Daí escutou as vozes de novo: “Quarenta e dois! Quarenta e dois!”
Ao término da anedota contada pela terceira vez, Drácula voltou a rir, Charles
sorriu levemente ao vê-lo naquela situação, enquanto Joan olhava para o céu negro,
como se clamasse por ajuda divina. Junior, após pensar por alguns segundos, soltou
um “aaaah!” seguido por uma vaia geral.
– Pô, Junior, eu sei que tu é lerdo, mas desta vez foi demais, né?! – reclamou
Buyu erguendo as mãos, como se estivesse extremamente decepcionado. Junior
começou a rir de maneira discreta.
– Vocês também, nem pra contar a piada direito, né? – disse ele, sem perder o
sorriso.
– Não, tu é demais mesmo, viu, Junior – disse Drácula batendo no ombro dele.

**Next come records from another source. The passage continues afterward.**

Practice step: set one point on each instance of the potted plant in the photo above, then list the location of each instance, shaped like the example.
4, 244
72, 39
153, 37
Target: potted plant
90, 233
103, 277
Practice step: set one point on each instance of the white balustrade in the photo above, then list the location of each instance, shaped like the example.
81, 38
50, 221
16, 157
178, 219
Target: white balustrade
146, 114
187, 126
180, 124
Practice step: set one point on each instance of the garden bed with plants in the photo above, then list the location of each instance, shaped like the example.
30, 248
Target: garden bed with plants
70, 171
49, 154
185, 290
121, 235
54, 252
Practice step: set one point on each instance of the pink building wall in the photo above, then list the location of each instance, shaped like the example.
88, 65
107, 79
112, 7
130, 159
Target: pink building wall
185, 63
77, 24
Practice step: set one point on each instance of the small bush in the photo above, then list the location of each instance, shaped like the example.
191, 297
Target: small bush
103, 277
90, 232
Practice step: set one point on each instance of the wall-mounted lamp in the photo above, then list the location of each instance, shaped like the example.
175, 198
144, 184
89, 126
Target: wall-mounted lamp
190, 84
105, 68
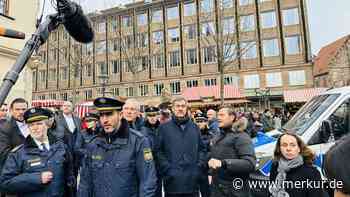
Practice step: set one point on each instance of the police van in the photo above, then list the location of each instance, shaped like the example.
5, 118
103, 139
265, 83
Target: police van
320, 123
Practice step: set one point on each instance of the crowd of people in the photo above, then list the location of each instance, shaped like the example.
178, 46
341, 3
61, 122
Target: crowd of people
168, 151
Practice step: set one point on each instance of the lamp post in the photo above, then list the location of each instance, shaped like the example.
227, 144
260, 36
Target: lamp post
263, 95
103, 80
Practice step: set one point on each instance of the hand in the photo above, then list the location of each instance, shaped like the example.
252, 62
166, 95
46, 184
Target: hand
46, 177
214, 163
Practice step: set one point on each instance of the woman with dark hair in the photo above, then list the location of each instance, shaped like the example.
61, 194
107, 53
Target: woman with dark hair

– Deixa, não é a primeira vez, mesmo – disse Charles.
– Não, mas desta vez eu pensei que ele num fosse entender nunca! – disse
Joan, revoltado. Junior riu mais uma vez.
– Um minuto de silêncio para Junior! – disse Buyu, e sentou-se na calçada.
Todos os outros se sentaram também, menos Junior, e ficaram em silêncio durante
alguns segundos, até avistarem Bruno, que vinha voltando da casa de sua namorada,
subindo a ladeira da rua.
– TCHÊ! – gritou Buyu para ele, que acenou de volta. Bruno era um rapaz em
seus vinte e seis anos, alto e ligeiramente gordo, e que Joan chamava de “o cara que
vai e vem”, por ele sempre aparecer em sua rua, indo deixar a namorada em casa,
durante todas as noites em que os amigos se reuniam ali.
– Ok, volta ao minuto de silêncio – disse Joan, e todos se calaram mais uma
vez. Junior começou a olhar para os lados, ocioso, até começar a dançar um break, a
arte na qual era muito bom, e começou a fazer um beatbox para acompanhar.
– Eeei, menino, é pra fazer silêncio! – falou Drácula.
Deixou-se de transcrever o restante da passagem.